In Python, use int(a / b) instead of a // b. The float division a / b gives -3.5, and int() truncates toward zero giving -3. In Java, the / operator on integers already truncates toward zero, so no special handling is needed.

This subtlety is a common source of wrong answers in Python. Always test with negative numbers: -6 / 132 should be 0, and 6 / -132 should also be 0. Python's // would give -1 for both, which is incorrect.

Consider tokens = ["2","1","+","3","*"]. Stack: push 2 → [2]. Push 1 → [2, 1]. Token "+": pop 1 (b) and 2 (a), compute 2+1=3, push → [3]. Push 3 → [3, 3]. Token "*": pop 3 (b) and 3 (a), compute 3*3=9, push → [9]. Return 9.

Consider tokens = ["4","13","5","/","+"]. Push 4 → [4]. Push 13 → [4, 13]. Push 5 → [4, 13, 5]. Token "/": pop 5 (b) and 13 (a), compute 13/5=2 (truncated), push → [4, 2]. Token "+": pop 2 and 4, compute 4+2=6, push → [6]. Return 6.

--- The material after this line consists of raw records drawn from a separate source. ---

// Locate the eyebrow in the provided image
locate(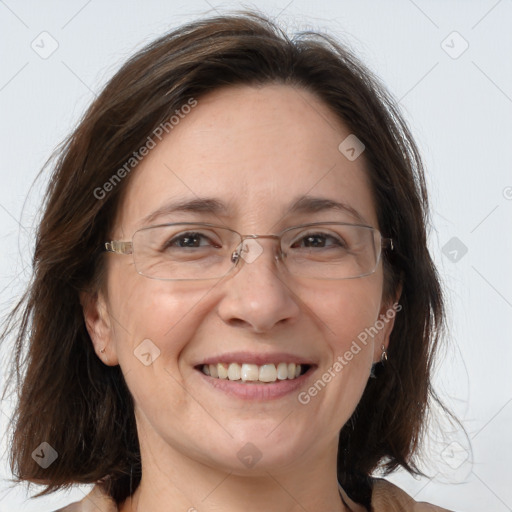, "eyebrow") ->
[140,195,368,226]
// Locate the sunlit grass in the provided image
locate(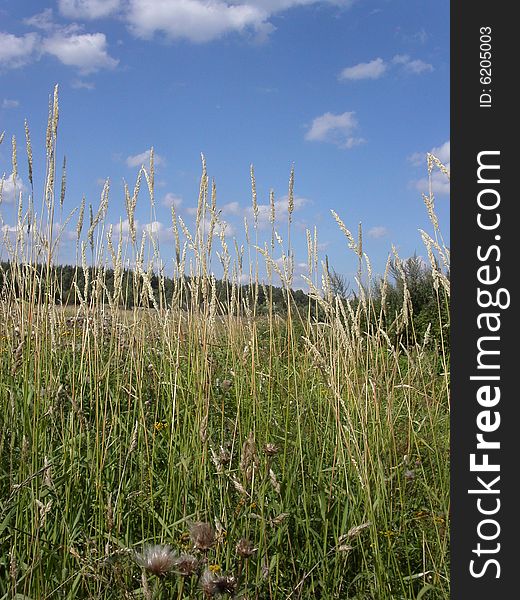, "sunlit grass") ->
[0,86,449,600]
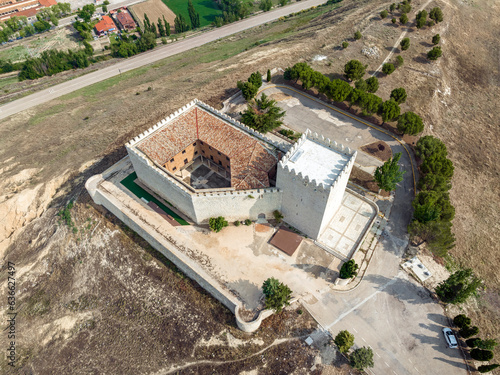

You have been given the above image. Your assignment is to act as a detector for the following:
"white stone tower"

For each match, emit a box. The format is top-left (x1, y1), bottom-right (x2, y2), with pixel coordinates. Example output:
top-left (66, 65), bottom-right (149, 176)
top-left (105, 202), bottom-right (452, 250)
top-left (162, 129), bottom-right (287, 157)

top-left (276, 129), bottom-right (357, 239)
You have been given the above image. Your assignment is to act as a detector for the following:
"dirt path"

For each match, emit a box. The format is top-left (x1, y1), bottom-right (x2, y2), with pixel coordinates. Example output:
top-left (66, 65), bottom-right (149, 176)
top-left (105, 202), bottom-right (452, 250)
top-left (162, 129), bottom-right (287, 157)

top-left (159, 336), bottom-right (296, 375)
top-left (372, 0), bottom-right (432, 77)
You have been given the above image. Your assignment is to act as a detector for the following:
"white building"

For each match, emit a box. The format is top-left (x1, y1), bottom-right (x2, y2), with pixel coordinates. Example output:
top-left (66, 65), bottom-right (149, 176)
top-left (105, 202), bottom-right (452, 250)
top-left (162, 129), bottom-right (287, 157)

top-left (126, 100), bottom-right (356, 238)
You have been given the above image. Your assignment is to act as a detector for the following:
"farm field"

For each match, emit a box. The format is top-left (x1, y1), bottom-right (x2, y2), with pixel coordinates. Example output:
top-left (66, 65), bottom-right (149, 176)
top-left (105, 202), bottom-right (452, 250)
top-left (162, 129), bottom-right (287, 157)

top-left (129, 0), bottom-right (175, 31)
top-left (164, 0), bottom-right (222, 26)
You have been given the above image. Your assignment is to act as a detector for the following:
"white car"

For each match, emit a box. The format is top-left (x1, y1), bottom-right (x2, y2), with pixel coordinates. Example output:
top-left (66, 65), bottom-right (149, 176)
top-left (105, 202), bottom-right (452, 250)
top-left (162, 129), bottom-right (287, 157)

top-left (443, 328), bottom-right (458, 348)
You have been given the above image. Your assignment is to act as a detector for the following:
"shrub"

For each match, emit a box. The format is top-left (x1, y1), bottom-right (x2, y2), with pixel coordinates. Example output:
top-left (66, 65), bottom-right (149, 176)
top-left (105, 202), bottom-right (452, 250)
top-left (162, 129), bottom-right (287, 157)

top-left (208, 216), bottom-right (228, 233)
top-left (340, 259), bottom-right (359, 279)
top-left (453, 314), bottom-right (471, 328)
top-left (470, 348), bottom-right (493, 362)
top-left (262, 277), bottom-right (292, 313)
top-left (333, 331), bottom-right (354, 354)
top-left (382, 63), bottom-right (396, 75)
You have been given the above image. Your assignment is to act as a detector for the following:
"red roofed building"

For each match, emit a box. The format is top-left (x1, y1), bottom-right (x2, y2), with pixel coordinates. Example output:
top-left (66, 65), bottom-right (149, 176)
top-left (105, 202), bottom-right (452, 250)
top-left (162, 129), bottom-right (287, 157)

top-left (94, 16), bottom-right (116, 36)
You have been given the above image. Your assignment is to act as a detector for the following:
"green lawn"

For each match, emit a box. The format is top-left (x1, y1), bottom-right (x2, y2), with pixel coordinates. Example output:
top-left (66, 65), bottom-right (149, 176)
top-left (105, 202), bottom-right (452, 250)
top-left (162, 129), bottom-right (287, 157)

top-left (120, 172), bottom-right (189, 225)
top-left (162, 0), bottom-right (222, 26)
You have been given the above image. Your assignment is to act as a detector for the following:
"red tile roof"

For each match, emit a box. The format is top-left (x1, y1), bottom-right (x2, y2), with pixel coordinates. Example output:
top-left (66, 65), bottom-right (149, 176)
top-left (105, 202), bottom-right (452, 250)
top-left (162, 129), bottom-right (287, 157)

top-left (94, 16), bottom-right (116, 33)
top-left (137, 106), bottom-right (278, 190)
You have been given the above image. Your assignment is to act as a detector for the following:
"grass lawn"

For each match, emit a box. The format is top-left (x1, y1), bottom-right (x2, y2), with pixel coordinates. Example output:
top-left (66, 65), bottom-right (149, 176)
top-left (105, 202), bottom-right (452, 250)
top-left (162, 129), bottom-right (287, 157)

top-left (162, 0), bottom-right (222, 26)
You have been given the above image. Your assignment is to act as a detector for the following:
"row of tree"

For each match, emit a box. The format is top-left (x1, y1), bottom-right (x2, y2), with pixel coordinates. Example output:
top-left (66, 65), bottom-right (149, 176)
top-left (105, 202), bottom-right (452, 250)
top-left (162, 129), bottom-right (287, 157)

top-left (284, 60), bottom-right (424, 135)
top-left (408, 135), bottom-right (455, 257)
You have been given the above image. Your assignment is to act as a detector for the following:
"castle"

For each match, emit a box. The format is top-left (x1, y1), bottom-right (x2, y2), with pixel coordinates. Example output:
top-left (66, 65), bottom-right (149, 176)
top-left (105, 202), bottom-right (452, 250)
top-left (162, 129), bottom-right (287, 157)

top-left (126, 99), bottom-right (356, 239)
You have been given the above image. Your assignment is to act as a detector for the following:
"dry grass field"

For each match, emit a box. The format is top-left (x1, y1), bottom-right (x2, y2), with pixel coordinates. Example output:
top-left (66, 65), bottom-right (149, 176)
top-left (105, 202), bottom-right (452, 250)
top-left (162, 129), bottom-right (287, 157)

top-left (0, 0), bottom-right (500, 373)
top-left (129, 0), bottom-right (175, 32)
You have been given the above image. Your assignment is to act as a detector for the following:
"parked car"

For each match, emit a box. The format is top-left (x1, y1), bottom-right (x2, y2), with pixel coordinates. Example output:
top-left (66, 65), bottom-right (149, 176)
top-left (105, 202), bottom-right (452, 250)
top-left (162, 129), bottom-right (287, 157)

top-left (443, 328), bottom-right (458, 348)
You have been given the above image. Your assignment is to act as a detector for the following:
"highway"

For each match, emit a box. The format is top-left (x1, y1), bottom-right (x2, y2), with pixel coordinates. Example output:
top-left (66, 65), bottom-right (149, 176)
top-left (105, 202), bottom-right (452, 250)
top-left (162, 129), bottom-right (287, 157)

top-left (0, 0), bottom-right (325, 119)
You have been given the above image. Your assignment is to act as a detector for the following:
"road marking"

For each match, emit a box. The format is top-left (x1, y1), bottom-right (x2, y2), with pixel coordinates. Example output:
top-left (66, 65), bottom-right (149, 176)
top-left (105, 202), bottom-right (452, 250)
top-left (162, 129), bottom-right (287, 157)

top-left (325, 276), bottom-right (399, 330)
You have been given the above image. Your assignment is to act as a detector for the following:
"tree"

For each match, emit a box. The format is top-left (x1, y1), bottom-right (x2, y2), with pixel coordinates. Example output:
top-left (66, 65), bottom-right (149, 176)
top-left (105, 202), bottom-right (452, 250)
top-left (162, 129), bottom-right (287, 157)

top-left (436, 268), bottom-right (483, 304)
top-left (188, 0), bottom-right (200, 30)
top-left (397, 112), bottom-right (424, 135)
top-left (379, 99), bottom-right (401, 122)
top-left (399, 38), bottom-right (410, 51)
top-left (241, 94), bottom-right (285, 133)
top-left (470, 348), bottom-right (493, 362)
top-left (391, 87), bottom-right (406, 104)
top-left (382, 63), bottom-right (396, 75)
top-left (340, 259), bottom-right (359, 279)
top-left (374, 152), bottom-right (406, 191)
top-left (458, 326), bottom-right (479, 345)
top-left (208, 216), bottom-right (228, 233)
top-left (344, 60), bottom-right (366, 81)
top-left (354, 78), bottom-right (368, 91)
top-left (365, 77), bottom-right (378, 93)
top-left (349, 346), bottom-right (374, 370)
top-left (429, 7), bottom-right (443, 23)
top-left (262, 277), bottom-right (292, 313)
top-left (477, 363), bottom-right (500, 374)
top-left (453, 314), bottom-right (471, 328)
top-left (427, 46), bottom-right (443, 60)
top-left (333, 331), bottom-right (354, 354)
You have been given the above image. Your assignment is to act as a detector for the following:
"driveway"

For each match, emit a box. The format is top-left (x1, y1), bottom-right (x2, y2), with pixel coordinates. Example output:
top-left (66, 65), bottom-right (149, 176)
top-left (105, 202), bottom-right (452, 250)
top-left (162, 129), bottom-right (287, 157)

top-left (263, 87), bottom-right (466, 375)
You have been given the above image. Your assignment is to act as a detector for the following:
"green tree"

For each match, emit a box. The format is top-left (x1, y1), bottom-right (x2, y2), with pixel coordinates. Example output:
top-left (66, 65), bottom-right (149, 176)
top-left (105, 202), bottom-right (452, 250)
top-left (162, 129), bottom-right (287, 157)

top-left (397, 112), bottom-right (424, 135)
top-left (374, 152), bottom-right (406, 191)
top-left (382, 63), bottom-right (396, 75)
top-left (344, 60), bottom-right (366, 81)
top-left (349, 346), bottom-right (374, 371)
top-left (340, 259), bottom-right (359, 280)
top-left (470, 348), bottom-right (493, 362)
top-left (188, 0), bottom-right (200, 30)
top-left (379, 99), bottom-right (401, 122)
top-left (399, 38), bottom-right (410, 51)
top-left (477, 363), bottom-right (500, 374)
top-left (453, 314), bottom-right (471, 328)
top-left (366, 77), bottom-right (378, 94)
top-left (427, 46), bottom-right (443, 60)
top-left (333, 331), bottom-right (354, 354)
top-left (436, 268), bottom-right (483, 304)
top-left (208, 216), bottom-right (228, 233)
top-left (391, 87), bottom-right (406, 104)
top-left (429, 7), bottom-right (443, 23)
top-left (262, 277), bottom-right (292, 313)
top-left (241, 94), bottom-right (285, 133)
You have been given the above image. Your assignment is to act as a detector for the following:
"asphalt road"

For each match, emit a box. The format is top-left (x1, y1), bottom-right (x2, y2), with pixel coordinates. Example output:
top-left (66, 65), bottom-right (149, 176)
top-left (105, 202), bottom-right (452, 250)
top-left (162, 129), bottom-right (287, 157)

top-left (264, 87), bottom-right (466, 375)
top-left (0, 0), bottom-right (326, 119)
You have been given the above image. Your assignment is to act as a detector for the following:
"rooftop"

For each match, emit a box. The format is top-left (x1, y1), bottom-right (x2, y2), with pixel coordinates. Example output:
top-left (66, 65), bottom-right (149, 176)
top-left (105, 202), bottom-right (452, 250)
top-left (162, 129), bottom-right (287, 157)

top-left (135, 104), bottom-right (278, 190)
top-left (284, 139), bottom-right (352, 186)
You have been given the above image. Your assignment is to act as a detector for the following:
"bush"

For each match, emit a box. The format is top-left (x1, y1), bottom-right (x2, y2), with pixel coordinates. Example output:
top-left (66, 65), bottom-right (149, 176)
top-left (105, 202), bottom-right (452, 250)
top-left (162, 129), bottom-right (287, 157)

top-left (453, 314), bottom-right (471, 328)
top-left (333, 331), bottom-right (354, 354)
top-left (340, 259), bottom-right (359, 279)
top-left (262, 277), bottom-right (292, 313)
top-left (470, 348), bottom-right (493, 362)
top-left (382, 63), bottom-right (396, 75)
top-left (208, 216), bottom-right (228, 233)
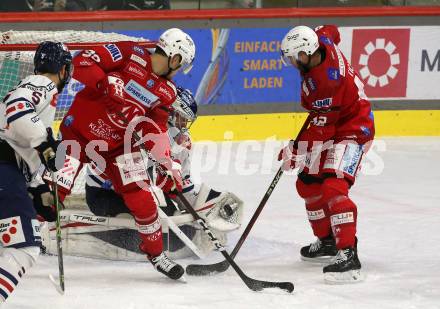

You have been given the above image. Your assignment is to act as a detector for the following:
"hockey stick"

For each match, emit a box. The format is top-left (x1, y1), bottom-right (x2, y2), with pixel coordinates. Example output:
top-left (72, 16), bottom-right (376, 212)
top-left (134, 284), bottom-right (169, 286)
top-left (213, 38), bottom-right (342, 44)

top-left (186, 115), bottom-right (311, 276)
top-left (49, 172), bottom-right (65, 295)
top-left (61, 207), bottom-right (205, 259)
top-left (177, 192), bottom-right (294, 293)
top-left (117, 112), bottom-right (294, 293)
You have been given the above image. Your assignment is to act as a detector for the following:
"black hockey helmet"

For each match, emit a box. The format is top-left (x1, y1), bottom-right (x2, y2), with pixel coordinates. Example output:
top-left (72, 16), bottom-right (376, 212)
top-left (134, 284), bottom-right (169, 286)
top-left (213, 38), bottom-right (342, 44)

top-left (34, 41), bottom-right (72, 91)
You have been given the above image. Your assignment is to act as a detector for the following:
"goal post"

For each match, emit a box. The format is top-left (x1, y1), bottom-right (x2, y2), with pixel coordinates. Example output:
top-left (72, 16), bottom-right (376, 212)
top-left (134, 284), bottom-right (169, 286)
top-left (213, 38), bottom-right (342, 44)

top-left (0, 30), bottom-right (155, 196)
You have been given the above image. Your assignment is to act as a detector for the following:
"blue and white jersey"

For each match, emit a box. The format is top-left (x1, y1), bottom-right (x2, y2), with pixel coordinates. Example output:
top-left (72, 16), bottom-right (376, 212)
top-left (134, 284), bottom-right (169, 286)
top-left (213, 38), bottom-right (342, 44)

top-left (0, 75), bottom-right (58, 177)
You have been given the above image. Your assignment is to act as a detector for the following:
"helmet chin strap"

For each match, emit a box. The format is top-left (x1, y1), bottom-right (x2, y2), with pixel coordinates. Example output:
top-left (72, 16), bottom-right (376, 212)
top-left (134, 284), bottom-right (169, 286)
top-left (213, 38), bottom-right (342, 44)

top-left (161, 56), bottom-right (180, 79)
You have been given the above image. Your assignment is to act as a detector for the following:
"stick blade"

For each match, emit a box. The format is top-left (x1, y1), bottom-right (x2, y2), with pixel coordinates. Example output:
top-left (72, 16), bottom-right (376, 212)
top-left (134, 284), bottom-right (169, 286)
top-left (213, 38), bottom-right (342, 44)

top-left (186, 260), bottom-right (229, 276)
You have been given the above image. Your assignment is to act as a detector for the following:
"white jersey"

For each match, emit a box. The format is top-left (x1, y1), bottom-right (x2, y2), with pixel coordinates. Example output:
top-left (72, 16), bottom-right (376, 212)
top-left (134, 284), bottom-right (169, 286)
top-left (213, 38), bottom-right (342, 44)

top-left (0, 75), bottom-right (58, 181)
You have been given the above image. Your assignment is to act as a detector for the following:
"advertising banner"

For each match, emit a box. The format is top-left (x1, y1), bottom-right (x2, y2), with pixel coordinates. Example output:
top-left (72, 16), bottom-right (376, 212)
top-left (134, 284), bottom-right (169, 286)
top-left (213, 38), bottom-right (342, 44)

top-left (118, 26), bottom-right (440, 105)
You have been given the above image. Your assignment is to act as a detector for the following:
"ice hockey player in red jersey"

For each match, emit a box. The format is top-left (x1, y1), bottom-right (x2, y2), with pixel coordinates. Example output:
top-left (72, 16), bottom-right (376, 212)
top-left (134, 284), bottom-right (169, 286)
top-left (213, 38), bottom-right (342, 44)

top-left (278, 25), bottom-right (374, 283)
top-left (50, 28), bottom-right (195, 279)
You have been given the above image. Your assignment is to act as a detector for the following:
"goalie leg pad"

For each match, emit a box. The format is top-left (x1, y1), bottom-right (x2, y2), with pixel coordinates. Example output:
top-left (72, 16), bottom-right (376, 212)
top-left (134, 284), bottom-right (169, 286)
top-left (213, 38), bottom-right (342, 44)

top-left (296, 179), bottom-right (332, 239)
top-left (0, 246), bottom-right (40, 303)
top-left (322, 177), bottom-right (357, 249)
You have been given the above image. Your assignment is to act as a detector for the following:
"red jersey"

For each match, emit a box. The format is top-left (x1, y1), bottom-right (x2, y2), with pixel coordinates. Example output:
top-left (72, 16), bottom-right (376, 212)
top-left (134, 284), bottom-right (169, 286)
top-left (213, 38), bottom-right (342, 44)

top-left (61, 42), bottom-right (176, 159)
top-left (300, 26), bottom-right (374, 144)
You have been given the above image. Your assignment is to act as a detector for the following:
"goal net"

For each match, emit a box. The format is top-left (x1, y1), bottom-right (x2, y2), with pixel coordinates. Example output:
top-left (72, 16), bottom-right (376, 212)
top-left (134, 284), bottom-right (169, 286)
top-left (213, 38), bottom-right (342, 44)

top-left (0, 30), bottom-right (154, 201)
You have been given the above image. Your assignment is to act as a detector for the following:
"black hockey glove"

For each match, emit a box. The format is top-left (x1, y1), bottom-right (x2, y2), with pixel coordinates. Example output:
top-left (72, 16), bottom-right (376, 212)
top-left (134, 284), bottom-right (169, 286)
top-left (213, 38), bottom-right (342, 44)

top-left (28, 184), bottom-right (56, 222)
top-left (35, 128), bottom-right (60, 172)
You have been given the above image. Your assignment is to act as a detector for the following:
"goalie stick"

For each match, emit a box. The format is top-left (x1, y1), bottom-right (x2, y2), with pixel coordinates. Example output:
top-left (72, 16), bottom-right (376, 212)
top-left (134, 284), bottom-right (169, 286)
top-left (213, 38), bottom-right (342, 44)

top-left (117, 112), bottom-right (294, 293)
top-left (186, 115), bottom-right (311, 276)
top-left (49, 172), bottom-right (65, 295)
top-left (61, 207), bottom-right (205, 259)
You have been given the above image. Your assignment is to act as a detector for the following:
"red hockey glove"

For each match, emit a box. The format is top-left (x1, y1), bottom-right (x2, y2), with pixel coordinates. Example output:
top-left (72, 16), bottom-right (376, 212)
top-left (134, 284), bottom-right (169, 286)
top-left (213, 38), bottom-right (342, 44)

top-left (28, 184), bottom-right (57, 222)
top-left (278, 140), bottom-right (305, 172)
top-left (156, 160), bottom-right (183, 197)
top-left (96, 72), bottom-right (125, 112)
top-left (35, 128), bottom-right (60, 171)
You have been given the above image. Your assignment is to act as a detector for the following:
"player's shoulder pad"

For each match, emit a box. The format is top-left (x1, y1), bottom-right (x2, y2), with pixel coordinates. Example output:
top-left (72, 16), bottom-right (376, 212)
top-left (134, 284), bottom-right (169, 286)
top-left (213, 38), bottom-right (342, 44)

top-left (156, 79), bottom-right (177, 105)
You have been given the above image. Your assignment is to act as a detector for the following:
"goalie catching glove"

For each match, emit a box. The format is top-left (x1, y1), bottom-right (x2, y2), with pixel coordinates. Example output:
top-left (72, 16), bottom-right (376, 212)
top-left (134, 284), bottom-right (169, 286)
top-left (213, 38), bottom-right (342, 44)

top-left (35, 128), bottom-right (64, 172)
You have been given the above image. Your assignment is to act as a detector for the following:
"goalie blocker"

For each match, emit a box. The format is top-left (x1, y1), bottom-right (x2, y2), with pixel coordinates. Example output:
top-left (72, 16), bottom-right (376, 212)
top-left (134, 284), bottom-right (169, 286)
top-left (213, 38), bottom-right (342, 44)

top-left (42, 180), bottom-right (243, 261)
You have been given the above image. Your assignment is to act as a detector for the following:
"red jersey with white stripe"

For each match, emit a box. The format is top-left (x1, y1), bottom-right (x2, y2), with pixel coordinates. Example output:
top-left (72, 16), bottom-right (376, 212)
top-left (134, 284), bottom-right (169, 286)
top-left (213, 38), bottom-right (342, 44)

top-left (300, 25), bottom-right (374, 144)
top-left (61, 42), bottom-right (176, 159)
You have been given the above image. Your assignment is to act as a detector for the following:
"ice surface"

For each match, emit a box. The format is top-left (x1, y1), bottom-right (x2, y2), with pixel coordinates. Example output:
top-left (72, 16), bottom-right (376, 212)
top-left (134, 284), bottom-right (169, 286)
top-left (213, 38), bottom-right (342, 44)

top-left (5, 138), bottom-right (440, 309)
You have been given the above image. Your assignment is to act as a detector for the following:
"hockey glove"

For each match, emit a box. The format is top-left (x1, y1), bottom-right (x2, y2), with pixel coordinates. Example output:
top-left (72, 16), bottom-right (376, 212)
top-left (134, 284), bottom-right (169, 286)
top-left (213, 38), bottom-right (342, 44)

top-left (156, 160), bottom-right (182, 198)
top-left (278, 140), bottom-right (306, 172)
top-left (35, 128), bottom-right (60, 172)
top-left (96, 72), bottom-right (125, 112)
top-left (28, 184), bottom-right (56, 222)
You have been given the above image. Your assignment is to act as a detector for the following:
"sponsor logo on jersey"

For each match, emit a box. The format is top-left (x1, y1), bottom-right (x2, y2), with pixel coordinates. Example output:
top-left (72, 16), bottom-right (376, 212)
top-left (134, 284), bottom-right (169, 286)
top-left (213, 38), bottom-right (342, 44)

top-left (351, 28), bottom-right (411, 98)
top-left (307, 209), bottom-right (325, 221)
top-left (124, 63), bottom-right (147, 79)
top-left (116, 152), bottom-right (148, 185)
top-left (319, 35), bottom-right (333, 45)
top-left (79, 60), bottom-right (93, 67)
top-left (330, 212), bottom-right (354, 226)
top-left (327, 68), bottom-right (340, 80)
top-left (43, 155), bottom-right (80, 190)
top-left (107, 98), bottom-right (146, 129)
top-left (130, 54), bottom-right (147, 67)
top-left (312, 98), bottom-right (333, 108)
top-left (361, 126), bottom-right (371, 136)
top-left (63, 115), bottom-right (75, 128)
top-left (0, 216), bottom-right (26, 247)
top-left (133, 46), bottom-right (145, 55)
top-left (104, 44), bottom-right (122, 62)
top-left (341, 144), bottom-right (364, 177)
top-left (125, 79), bottom-right (159, 108)
top-left (89, 119), bottom-right (122, 141)
top-left (334, 44), bottom-right (345, 76)
top-left (302, 80), bottom-right (310, 96)
top-left (147, 79), bottom-right (155, 88)
top-left (31, 219), bottom-right (41, 241)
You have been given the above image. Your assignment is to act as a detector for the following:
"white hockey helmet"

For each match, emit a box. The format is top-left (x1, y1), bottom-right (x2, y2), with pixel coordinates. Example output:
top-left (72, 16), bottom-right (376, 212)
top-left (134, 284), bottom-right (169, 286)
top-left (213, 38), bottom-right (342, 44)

top-left (157, 28), bottom-right (196, 74)
top-left (281, 26), bottom-right (319, 65)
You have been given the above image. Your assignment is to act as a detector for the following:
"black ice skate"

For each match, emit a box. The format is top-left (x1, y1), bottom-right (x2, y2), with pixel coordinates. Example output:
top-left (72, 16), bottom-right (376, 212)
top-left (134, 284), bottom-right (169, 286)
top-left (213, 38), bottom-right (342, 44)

top-left (150, 252), bottom-right (185, 280)
top-left (300, 236), bottom-right (338, 264)
top-left (322, 241), bottom-right (363, 284)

Consider tokens = ["10","6","9","3","+","-11","*","/","*","17","+","5","+"]. This longer expression evaluates to 22. Each operator consumes two operands and produces one result, gradually reducing the stack until one value remains.

Python: stack = []. For token in tokens: if token in "+-*/": b, a = stack.pop(), stack.pop(). If token == "+": stack.append(a+b). Elif "-": stack.append(a-b). Elif "*": stack.append(a*b). Else: stack.append(int(a/b)). Else: stack.append(int(token)). Return stack[0].

A cleaner Python approach uses a dictionary of lambda functions: ops = {"+": lambda a,b: a+b, "-": lambda a,b: a-b, "*": lambda a,b: a*b, "/": lambda a,b: int(a/b)}. If token in ops: b, a = stack.pop(), stack.pop(); stack.append(ops[token](a, b)).

Java: use a Deque<Integer> stack. Check if token is an operator with a switch statement. For division, Java's / already truncates toward zero. Parse numbers with Integer.parseInt(). Return stack.pop().

Time complexity is O(n) where n is the number of tokens. Each token is processed exactly once with O(1) work (push, pop, or arithmetic operation). No nested loops or repeated scanning.

Space complexity is O(n) for the stack. In the worst case (all operands first, then operators), the stack holds n/2 + 1 elements. In the best case (alternating operands and operators), the stack stays small.

This is optimal — we must read every token at least once, and the stack-based evaluation processes each token in constant time. No more efficient algorithm exists for general RPN evaluation.

Basic Calculator (LeetCode 224) and Basic Calculator II (LeetCode 227) evaluate infix expressions with parentheses and operator precedence. They are harder because they require parsing precedence, which RPN eliminates.

Valid Parentheses (LeetCode 20) uses a stack for matching brackets — the simplest stack problem. RPN evaluation adds arithmetic on top of the same stack mechanics. Together they build stack proficiency.

Decode String (LeetCode 394) uses a stack to handle nested encoded strings like "3[a2[c]]". The push-on-open, pop-on-close pattern is analogous to push-on-operand, pop-on-operator in RPN evaluation.